La normalización institucional en Cataluña sigue causando escozor en los sectores más radicalizados del independentismo. El último episodio ha sido la decisión del presidente de la Generalitat, Salvador Illa, de izar la bandera de España en la Casa dels Canonges, la residencia oficial del presidente autonómico.
Un gesto que, más allá de su simbolismo, responde simplemente al cumplimiento de la legalidad vigente, pero que ha despertado una airada reacción del expresidente Carles Puigdemont, que lo ha calificado de “provocación”.
Desde su autoexilio en Bélgica, Puigdemont ha arremetido duramente contra Illa, acusándolo de “humillar al pueblo catalán” por haber izado la enseña nacional junto a la senyera catalana. La reacción evidencia, una vez más, que el líder de Junts sigue atrapado en el discurso de confrontación que marcó su etapa al frente del Govern y que lo llevó a huir de España tras el intento fallido de independencia en 2017.
En su imaginario, cualquier gesto de institucionalidad que recuerde la pertenencia de Cataluña al Estado español es visto como una amenaza.
Sin embargo, más allá del ruido político, lo cierto es que Illa no ha hecho otra cosa que restablecer la legalidad. La Ley 39/1981 obliga a que en todos los edificios públicos, incluida la sede del Govern, ondee la bandera de España junto a la autonómica correspondiente.
Puigdemont ordenó retirar la bandera de España en 2016
Que durante ocho años este precepto se haya ignorado en la residencia oficial del presidente catalán no deja de ser un escándalo democrático. La retirada de la bandera en 2016 fue una decisión unilateral de Puigdemont que rompía con las reglas del juego y usurpaba las instituciones para ponerlas al servicio de una causa política concreta: la del secesionismo.
Esa lógica excluyente, que convirtió a las instituciones catalanas en un brazo del proyecto independentista, dejó fuera de la representación institucional a millones de catalanes que se sienten también españoles.
Frente a esa deriva, el gesto de Salvador Illa es mucho más que una restitución simbólica: es una declaración de principios, una forma de decir que la Generalitat pertenece a todos los catalanes, no solo a quienes sueñan con la independencia.
Además, la acción tiene un valor político y cívico en un momento clave. Tras años de fractura social, de referendos ilegales, de sentencias judiciales y de polarización extrema, Cataluña necesita reconciliación y convivencia. Illa, al asumir el cargo, prometió gobernar para todos y devolver el prestigio institucional a la Generalitat,a pesar de otras decisiones controvertidas. Este tipo de decisiones coherentes con el marco constitucional ayudan a reconstruir puentes, no a dinamitarlos como sugieren algunos.
Es importante subrayar que la reacción de Puigdemont a la colocación de la bandera de España, no representa a toda la sociedad catalana, ni siquiera a todo el espectro independentista.
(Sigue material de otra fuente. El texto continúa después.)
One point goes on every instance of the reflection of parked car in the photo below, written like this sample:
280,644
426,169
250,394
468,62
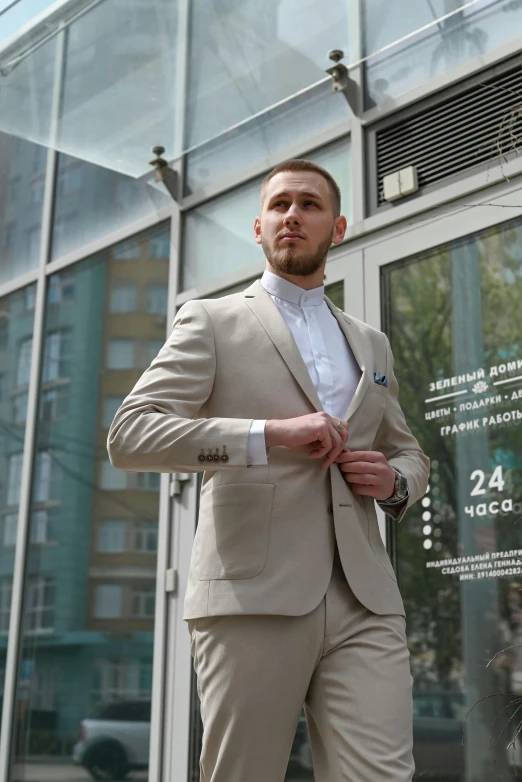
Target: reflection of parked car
437,735
114,739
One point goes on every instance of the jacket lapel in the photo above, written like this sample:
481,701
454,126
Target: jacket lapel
273,323
360,345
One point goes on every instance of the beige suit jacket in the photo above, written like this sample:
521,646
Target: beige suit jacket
266,535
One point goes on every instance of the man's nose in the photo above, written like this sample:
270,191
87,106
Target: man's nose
292,216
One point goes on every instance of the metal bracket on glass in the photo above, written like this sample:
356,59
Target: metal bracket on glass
171,581
165,174
341,81
176,484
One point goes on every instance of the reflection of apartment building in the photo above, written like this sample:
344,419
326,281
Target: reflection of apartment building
122,560
23,177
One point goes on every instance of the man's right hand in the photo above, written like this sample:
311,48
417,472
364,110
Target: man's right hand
315,434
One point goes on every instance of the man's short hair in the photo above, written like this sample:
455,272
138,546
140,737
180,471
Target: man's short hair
307,165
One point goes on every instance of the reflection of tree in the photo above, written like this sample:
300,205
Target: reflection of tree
420,332
422,325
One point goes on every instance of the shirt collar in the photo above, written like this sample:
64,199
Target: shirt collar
283,289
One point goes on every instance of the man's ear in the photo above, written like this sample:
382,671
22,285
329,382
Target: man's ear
257,230
339,230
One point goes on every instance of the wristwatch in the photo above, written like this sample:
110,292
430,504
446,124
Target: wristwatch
400,487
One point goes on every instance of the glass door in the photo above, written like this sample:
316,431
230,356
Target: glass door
452,313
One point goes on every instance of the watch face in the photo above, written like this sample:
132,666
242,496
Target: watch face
402,489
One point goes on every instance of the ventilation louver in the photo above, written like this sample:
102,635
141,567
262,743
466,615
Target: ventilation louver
479,123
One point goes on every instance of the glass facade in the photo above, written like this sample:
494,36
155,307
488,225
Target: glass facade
454,326
479,28
89,590
239,86
91,202
22,173
16,344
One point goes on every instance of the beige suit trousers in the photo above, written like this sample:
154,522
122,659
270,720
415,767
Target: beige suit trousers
347,665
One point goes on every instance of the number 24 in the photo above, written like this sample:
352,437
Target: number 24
495,482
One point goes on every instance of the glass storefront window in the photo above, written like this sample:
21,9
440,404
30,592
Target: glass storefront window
243,59
91,202
88,609
16,329
453,317
219,235
481,28
22,172
270,136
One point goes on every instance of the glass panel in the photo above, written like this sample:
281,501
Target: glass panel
22,173
16,328
124,53
273,135
242,60
453,316
481,28
226,224
119,55
92,201
14,14
89,591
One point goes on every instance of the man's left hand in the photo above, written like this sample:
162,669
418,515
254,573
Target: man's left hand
367,472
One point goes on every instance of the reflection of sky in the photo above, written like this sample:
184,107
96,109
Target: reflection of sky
17,16
389,20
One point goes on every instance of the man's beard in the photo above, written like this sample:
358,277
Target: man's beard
289,261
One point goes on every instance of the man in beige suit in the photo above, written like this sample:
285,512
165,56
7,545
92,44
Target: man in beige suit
291,408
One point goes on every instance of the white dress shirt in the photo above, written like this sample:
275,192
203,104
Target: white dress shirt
328,357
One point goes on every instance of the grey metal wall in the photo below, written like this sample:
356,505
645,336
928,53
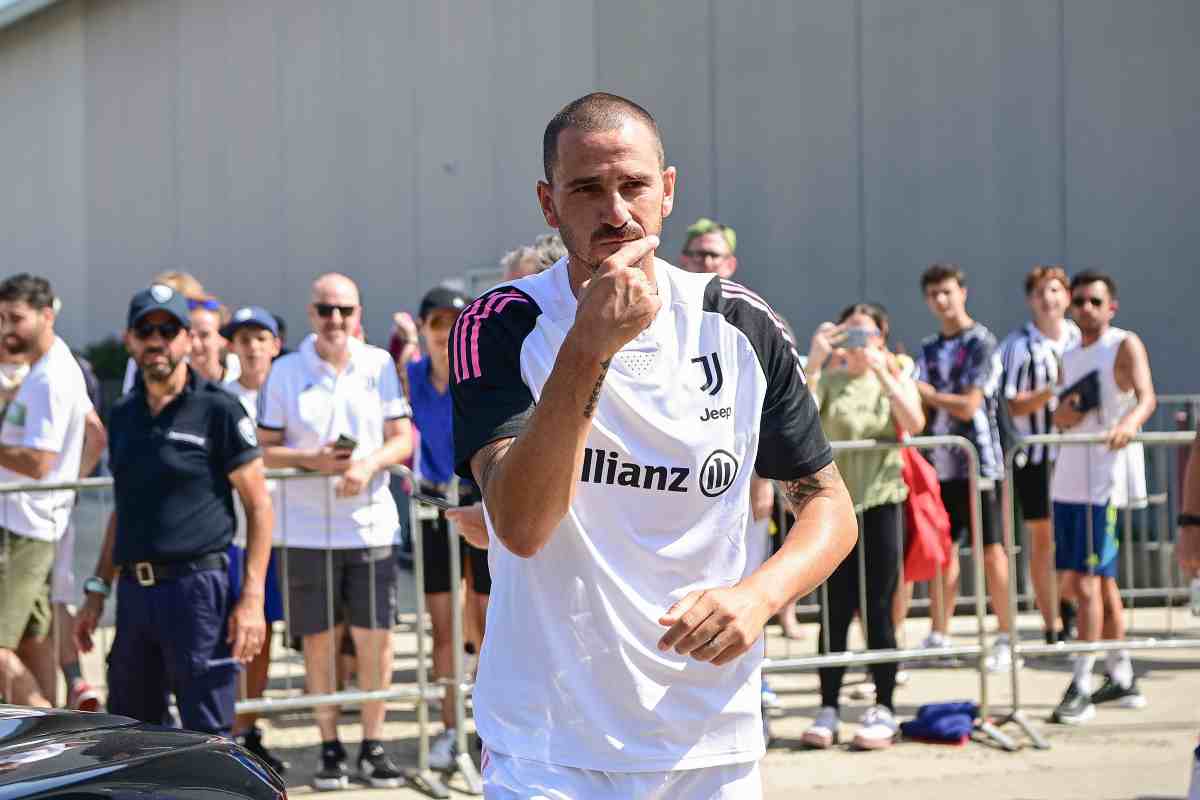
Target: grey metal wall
850,142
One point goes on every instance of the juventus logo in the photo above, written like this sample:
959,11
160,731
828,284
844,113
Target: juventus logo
718,473
713,377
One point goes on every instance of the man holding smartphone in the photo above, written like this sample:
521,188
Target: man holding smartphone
335,407
1089,483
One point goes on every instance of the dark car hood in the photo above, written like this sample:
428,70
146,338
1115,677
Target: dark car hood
47,752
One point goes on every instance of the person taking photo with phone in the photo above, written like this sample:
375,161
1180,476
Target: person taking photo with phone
335,407
867,397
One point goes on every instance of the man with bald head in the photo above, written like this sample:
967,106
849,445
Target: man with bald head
335,407
613,409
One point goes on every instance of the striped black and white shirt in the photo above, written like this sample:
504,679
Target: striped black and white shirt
1030,361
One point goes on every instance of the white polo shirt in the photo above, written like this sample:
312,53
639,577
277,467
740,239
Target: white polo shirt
48,413
711,394
312,404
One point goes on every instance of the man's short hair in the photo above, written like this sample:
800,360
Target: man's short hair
942,271
594,113
34,290
1093,276
705,226
1045,272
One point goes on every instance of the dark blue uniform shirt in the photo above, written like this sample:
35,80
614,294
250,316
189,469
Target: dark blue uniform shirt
171,471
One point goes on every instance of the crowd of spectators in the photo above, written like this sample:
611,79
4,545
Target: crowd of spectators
348,410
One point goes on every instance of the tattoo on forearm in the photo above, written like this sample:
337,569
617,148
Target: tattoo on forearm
591,408
489,457
802,491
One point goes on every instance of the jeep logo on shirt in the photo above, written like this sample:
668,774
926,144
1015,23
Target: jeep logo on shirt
718,473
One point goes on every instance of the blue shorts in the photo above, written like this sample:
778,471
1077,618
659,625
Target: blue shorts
1071,539
273,603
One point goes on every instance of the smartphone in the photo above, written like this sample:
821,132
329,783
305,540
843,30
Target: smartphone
856,338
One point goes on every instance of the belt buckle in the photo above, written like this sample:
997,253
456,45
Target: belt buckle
144,572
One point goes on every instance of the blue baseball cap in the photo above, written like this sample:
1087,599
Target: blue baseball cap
247,317
159,298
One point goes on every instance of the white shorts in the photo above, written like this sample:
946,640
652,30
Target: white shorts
63,573
507,777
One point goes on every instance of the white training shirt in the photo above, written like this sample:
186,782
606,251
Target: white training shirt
312,404
1093,473
48,413
712,392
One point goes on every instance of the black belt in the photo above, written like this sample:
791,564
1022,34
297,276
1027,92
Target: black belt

Cada vez son más las voces en Cataluña —tanto del ámbito político como del civil— que reconocen la necesidad de pasar página y dejar atrás los símbolos de la confrontación. La política debe recuperar el terreno que perdió frente al fanatismo y la unilateralidad. Y para ello, volver a respetar las normas básicas de convivencia es un primer paso imprescindible.
Por otro lado, conviene recordar que las instituciones no deben actuar según las emociones o preferencias ideológicas de quien las ocupa temporalmente. La Generalitat no es patrimonio de un partido ni de una causa, sino de todos los ciudadanos.
La bandera de España, al igual que la catalana, simboliza esa pluralidad, esa convivencia entre identidades que ha caracterizado históricamente a Cataluña. Su ausencia no era neutralidad: era una imposición ideológica en la era de Puigdemont.
Y aún más importante: su restitución no supone una provocación, como intenta presentar Puigdemont, sino una señal de respeto a la legalidad democrática. Porque en democracia, las leyes se cumplen.
El líder de Junts parece haber olvidado esta premisa básica al seguir alentando, desde el extranjero, un discurso de desobediencia y victimismo que ya ha demostrado ser estéril.
La reacción de Salvador Illa, en contraste, ha sido prudente y firme. El presidente ha recordado que su decisión responde únicamente a su compromiso con el marco legal, y que no busca provocar ni ofender a nadie. “Cataluña es una comunidad autónoma de España, y eso debe reflejarse también en sus instituciones”, afirmó recientemente. Estas palabras, sensatas y moderadas, contrastan con la actitud incendiaria de su antecesor.
A nadie se le escapa que esta cuestión, aparentemente simbólica, tiene repercusiones políticas más profundas. La Generalitat ha sido durante años un bastión del relato independentista, y gestos como este revelan un cambio de rumbo.
No es casual que el retorno de la bandera nacional se produzca ahora, cuando el gobierno catalán busca también recuperar relaciones institucionales con Madrid y proyectar una imagen de estabilidad frente a Europa.
En definitiva, el gesto de Illa, por sencillo que parezca, representa una apuesta valiente por la normalización política y el respeto a la pluralidad. Frente a la reacción airada por la bandera de España de Puigdemont, lo que necesita Cataluña es recuperar la serenidad, la institucionalidad y el sentido común.